I think of us that second Christmas after the war ended. Christmas 1919. Together at the top of the Eiffel Tower, just as Evie had always dreamed we would be. Of course, she had always imagined Will and Alice would be with us. Will, we remembered as we looked at the stars glittering back against the Seine. Alice, we wished good luck for the impending birth of her first child.

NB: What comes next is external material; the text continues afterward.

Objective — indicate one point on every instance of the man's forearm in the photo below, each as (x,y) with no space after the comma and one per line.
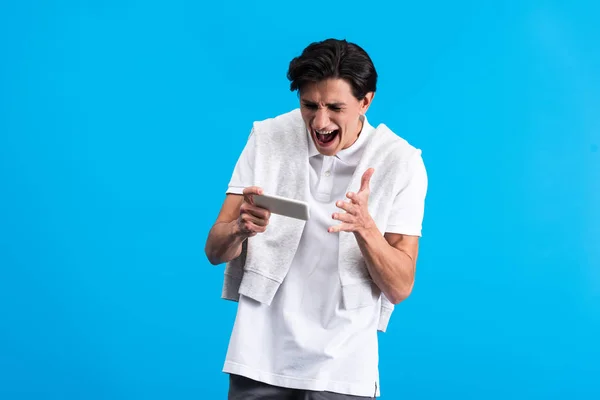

Evie said it was perfect at the top of the tower that evening with the snow falling around us, although I complained bitterly of the cold. She only laughed and took me for vin chaud to warm me. It wasn’t the wine that warmed me though. It was being with her, watching her, loving her.
That was when I asked her to be my wife. She said yes before I’d hardly got the words out. “Yes! Yes! Yes!”
I cross the bedroom to look out of the window, see the tower again. With each step, I wince. My joints protest, my lungs rasp against their disease, and my will has all but drained from my body. There’s no enjoyment now of the little things to which I looked forward always. A pile of crisp newspapers, fresh from the press; the way the sun streaks the horizon with fire before it slumps to bed; the chatter of songbirds while I savour my first cup of tea in the morning. It has all dulled. I want to join her, forever, the way it should be.
I feast my eyes on the skyline, absorbing it one last time before I close the bedroom door and pull the crinkled envelope from my pocket.
Moving to the mirror, I peer into it and study the lines of my face—a road map of happiness and pain with only one destination remaining. With a steady hand, I pull on my British Army uniform jacket, musty from disuse but somehow as familiar as my own skin. Once each button is clasped, I don my cap. For a moment, I see a vivid stream of memories, the clatter of war I once worked so hard to suppress. When they fade, there is one image left.
Evie.
Her eyes are filled with mirth, her mouth upturned in a mischievous smile. “Of course I will marry you, Lieutenant Thomas Archibald Harding!”
My heart lurches as I sit on the edge of the bed and clutch her final letter to my chest.
Hands trembling, I open the envelope as carefully as I can and unfold the pages. A faint scent of violet infuses the air around me. It is as if she has walked into the room and settled on the bed beside me. I hear her voice as I read her words, feel her ever nearer.
1st November, 1968
My darling Tom,
How can I ever write these words—my last to you? How can I ever truly tell you what my life has been because of you?
And yet write these words, I must. My time draws closer.